この記事を書いた人 Avatar photo 琉球新報社

 米軍垂直離着陸輸送機MV22オスプレイが沖縄に配備された2012年10月から16年9月までの4年間で、米軍伊江島補助飛行場周辺で発生した60デシベル以上の騒音発生回数が8001回に上った。15年度は3199回で、通年計測の初年度に当たる13年度の2・4倍と過去最多となり、激化している。

 60~65デシベルの騒音は「時速40キロで走る乗用車の内部」に相当する。世界保健機関(WHO)の「環境騒音のガイドライン」では、屋外騒音60デシベル以上で睡眠障害が起こるとされている。
 それなのに航空機騒音規制措置(騒音防止協定)で飛行が制限されているはずの午後10時から翌日午前6時までの間に、60デシベル以上の騒音が4年間で265回も発生している。12年度は2回だったが、13年度62回、14、15年度はともに71回と増加している。16年度は半年で59回だ。このままの頻度なら最多更新は避けられない。

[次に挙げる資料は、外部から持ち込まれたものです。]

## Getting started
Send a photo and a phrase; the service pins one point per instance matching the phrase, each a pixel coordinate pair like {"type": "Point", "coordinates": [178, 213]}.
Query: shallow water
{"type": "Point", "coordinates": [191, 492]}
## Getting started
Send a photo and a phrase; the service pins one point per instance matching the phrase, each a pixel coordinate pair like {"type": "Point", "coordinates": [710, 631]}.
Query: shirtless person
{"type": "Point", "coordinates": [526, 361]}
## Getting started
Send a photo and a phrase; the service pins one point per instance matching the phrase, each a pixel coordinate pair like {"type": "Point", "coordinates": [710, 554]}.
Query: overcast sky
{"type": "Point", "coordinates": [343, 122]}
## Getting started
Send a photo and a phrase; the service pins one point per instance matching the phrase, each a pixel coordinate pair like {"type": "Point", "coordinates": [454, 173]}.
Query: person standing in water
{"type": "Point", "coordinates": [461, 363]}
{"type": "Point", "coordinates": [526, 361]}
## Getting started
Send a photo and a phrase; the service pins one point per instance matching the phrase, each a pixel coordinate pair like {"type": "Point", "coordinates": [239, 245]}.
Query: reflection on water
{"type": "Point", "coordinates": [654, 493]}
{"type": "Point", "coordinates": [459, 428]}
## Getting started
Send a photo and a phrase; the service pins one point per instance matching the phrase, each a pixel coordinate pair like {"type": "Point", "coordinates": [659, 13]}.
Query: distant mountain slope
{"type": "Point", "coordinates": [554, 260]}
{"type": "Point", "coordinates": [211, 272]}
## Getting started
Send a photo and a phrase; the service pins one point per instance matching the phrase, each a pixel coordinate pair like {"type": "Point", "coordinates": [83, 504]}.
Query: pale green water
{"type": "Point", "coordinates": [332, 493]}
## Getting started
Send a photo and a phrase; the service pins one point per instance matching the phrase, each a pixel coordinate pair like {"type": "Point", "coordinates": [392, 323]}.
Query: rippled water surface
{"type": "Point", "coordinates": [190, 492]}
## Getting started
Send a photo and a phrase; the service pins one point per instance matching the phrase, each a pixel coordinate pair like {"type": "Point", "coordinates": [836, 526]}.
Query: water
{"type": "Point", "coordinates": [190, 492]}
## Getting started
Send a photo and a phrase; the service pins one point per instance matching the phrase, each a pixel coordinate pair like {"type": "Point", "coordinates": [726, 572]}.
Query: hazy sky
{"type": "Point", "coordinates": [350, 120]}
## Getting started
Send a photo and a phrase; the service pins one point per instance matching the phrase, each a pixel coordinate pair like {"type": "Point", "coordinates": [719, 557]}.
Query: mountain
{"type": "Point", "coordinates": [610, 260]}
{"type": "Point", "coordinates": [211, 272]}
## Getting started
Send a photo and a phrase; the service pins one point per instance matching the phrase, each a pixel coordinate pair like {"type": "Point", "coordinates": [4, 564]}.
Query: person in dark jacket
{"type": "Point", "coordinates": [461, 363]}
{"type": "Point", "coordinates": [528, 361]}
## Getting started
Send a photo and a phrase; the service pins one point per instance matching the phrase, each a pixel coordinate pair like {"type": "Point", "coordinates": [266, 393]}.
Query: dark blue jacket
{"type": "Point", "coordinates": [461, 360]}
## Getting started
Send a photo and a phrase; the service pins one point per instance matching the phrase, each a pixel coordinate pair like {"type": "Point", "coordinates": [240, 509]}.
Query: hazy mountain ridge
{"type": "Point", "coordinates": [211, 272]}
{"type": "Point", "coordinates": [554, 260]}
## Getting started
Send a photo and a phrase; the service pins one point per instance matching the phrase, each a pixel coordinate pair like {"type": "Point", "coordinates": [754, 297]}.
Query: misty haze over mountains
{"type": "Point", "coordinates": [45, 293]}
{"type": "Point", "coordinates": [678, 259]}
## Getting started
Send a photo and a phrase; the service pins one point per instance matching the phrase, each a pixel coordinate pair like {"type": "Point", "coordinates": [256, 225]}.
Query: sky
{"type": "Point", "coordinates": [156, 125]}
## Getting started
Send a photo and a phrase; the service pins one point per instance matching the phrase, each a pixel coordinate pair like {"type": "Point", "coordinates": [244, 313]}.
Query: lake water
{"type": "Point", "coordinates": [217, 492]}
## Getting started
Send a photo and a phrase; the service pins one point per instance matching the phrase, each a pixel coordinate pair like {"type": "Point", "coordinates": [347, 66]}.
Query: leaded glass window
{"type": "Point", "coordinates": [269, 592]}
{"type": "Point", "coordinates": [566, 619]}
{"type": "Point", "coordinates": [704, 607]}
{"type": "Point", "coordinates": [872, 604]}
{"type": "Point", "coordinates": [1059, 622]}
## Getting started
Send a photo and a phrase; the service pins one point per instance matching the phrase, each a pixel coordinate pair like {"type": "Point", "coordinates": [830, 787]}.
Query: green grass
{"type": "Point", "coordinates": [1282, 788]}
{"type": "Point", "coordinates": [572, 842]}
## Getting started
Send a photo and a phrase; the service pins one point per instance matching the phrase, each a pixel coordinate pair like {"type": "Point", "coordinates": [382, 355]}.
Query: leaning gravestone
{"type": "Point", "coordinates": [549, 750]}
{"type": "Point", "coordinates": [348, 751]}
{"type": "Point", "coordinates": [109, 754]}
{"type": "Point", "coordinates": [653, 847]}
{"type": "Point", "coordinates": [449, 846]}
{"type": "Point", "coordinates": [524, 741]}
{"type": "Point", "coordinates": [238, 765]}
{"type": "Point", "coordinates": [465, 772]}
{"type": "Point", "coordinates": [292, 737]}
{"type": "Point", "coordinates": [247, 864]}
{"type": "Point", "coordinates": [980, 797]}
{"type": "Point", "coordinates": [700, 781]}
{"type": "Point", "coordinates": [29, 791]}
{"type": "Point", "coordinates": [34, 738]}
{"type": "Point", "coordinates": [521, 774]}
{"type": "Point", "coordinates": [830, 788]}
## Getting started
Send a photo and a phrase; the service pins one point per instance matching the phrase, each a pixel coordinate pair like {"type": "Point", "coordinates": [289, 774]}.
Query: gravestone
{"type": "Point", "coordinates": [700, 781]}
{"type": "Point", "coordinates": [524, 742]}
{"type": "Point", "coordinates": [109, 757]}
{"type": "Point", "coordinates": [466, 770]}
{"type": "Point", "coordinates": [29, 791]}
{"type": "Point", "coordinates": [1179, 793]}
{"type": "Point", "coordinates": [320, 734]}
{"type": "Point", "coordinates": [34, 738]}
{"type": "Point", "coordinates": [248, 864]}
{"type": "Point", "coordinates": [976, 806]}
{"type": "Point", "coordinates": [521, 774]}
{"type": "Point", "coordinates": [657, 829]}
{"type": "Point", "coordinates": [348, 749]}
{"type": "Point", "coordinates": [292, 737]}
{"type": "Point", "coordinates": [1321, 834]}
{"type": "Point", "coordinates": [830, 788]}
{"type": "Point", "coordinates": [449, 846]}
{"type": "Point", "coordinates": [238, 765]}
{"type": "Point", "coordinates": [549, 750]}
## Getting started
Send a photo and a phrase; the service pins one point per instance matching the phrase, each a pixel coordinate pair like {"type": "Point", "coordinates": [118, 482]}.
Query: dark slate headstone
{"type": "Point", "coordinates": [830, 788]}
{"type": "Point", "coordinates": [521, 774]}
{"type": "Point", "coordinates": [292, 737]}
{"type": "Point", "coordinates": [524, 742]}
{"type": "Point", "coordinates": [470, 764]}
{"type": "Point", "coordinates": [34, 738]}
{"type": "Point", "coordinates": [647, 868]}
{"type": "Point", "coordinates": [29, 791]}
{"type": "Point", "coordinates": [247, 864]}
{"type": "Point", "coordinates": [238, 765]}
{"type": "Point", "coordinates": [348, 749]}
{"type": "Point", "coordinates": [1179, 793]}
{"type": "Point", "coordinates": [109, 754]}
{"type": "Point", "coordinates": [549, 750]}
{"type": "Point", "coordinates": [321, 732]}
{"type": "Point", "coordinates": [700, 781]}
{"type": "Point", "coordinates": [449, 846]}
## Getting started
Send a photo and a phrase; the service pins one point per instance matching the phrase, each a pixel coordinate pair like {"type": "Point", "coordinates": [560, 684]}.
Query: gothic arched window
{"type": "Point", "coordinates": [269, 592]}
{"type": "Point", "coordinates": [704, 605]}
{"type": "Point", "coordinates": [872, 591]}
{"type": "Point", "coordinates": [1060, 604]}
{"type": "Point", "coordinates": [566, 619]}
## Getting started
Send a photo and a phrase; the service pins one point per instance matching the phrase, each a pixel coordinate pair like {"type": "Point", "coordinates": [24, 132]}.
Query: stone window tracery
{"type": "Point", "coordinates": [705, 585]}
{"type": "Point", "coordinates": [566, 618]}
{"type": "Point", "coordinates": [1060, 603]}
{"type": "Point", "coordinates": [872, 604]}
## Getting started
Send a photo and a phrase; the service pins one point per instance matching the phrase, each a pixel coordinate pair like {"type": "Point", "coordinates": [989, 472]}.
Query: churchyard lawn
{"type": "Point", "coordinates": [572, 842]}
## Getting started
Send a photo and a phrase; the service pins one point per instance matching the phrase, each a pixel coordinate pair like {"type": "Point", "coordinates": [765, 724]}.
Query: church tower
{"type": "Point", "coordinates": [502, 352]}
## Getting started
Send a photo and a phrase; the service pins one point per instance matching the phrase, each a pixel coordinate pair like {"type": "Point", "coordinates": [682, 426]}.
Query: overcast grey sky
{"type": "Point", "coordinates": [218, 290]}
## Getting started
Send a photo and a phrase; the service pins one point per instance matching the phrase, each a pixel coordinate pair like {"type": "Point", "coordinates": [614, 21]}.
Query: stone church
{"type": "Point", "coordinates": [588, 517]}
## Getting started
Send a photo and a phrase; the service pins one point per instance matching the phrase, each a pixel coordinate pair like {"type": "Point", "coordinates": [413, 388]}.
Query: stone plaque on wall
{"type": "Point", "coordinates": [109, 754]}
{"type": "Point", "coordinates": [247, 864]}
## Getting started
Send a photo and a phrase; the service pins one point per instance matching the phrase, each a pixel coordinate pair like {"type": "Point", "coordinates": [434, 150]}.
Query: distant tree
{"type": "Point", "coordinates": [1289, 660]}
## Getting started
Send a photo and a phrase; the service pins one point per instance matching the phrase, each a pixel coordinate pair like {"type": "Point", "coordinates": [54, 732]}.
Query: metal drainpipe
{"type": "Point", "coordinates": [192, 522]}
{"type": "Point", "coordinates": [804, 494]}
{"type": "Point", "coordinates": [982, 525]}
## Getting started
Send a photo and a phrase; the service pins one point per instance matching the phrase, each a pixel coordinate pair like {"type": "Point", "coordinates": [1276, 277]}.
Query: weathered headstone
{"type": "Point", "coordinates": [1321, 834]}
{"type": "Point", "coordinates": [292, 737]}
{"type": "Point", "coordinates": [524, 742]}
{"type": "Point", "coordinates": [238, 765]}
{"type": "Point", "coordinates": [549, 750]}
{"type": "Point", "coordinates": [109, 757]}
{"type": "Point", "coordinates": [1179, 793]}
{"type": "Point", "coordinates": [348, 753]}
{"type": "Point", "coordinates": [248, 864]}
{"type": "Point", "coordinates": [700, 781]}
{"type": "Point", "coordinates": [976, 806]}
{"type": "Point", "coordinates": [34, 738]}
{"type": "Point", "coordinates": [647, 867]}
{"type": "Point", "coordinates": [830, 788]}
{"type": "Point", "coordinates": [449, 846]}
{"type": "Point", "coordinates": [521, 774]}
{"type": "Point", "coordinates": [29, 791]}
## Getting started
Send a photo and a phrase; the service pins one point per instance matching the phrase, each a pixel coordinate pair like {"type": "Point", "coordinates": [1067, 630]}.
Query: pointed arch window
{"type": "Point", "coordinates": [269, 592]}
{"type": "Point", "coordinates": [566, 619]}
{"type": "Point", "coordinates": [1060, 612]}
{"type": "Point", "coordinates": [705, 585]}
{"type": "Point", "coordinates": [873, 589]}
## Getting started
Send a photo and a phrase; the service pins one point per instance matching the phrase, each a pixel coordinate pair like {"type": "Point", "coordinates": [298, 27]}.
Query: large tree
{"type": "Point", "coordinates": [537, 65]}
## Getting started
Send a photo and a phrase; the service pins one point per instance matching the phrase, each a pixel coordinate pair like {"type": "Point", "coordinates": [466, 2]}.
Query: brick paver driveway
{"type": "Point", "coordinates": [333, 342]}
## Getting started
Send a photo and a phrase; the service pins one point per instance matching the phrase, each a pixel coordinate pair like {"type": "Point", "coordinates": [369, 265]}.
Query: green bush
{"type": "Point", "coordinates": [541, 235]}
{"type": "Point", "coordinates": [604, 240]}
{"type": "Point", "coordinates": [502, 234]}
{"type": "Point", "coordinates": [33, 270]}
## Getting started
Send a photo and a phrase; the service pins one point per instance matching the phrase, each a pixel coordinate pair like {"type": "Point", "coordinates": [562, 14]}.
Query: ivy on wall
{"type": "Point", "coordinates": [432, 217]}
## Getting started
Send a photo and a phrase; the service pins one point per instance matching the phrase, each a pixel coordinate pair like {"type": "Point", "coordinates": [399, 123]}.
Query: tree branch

 伊江島補助飛行場にはオスプレイのほかハリアー戦闘攻撃機も離着陸している。米海兵隊作成の環境審査書に示された飛行経路は海側だが、14、15年度に騒音苦情を寄せた住民は、いずれも住宅地上空の飛行を確認している。つまり米軍は取り決めた飛行時間も飛行経路も守ることなく、縦横無尽にやりたい放題で飛行を繰り返しているのだ。
 さらに補助飛行場では8月から強襲揚陸艦の甲板を模した着陸帯「LHDデッキ」の拡張工事が進む。村は情報提供を米側に求めているが、回答は得られていない。
 拡張後の着陸帯面積は現行の2倍となり、海兵隊のMV22オスプレイだけでなく、空軍横田基地に配備予定のCV22オスプレイ、岩国基地に配備予定のF35ステルス戦闘機も補助飛行場での訓練を予定している。今後も騒音回数が増大するのは目に見えている。
 安倍晋三首相は9月の所信表明演説で、米軍北部訓練場の過半返還を挙げて「沖縄の基地負担軽減に全力を尽くす」と述べている。しかし海兵隊は基地運用計画「戦略展望2025」で北部訓練場について「最大51%の『使用不可能』な訓練場を日本政府に返還し、限られた土地を最大限に活用する訓練場を新たに開発する」と記している。
 これが果たして負担軽減と言えるのか。米軍戦略に協力し、言葉巧みに基地負担増を沖縄に強要しているだけのまやかしだ。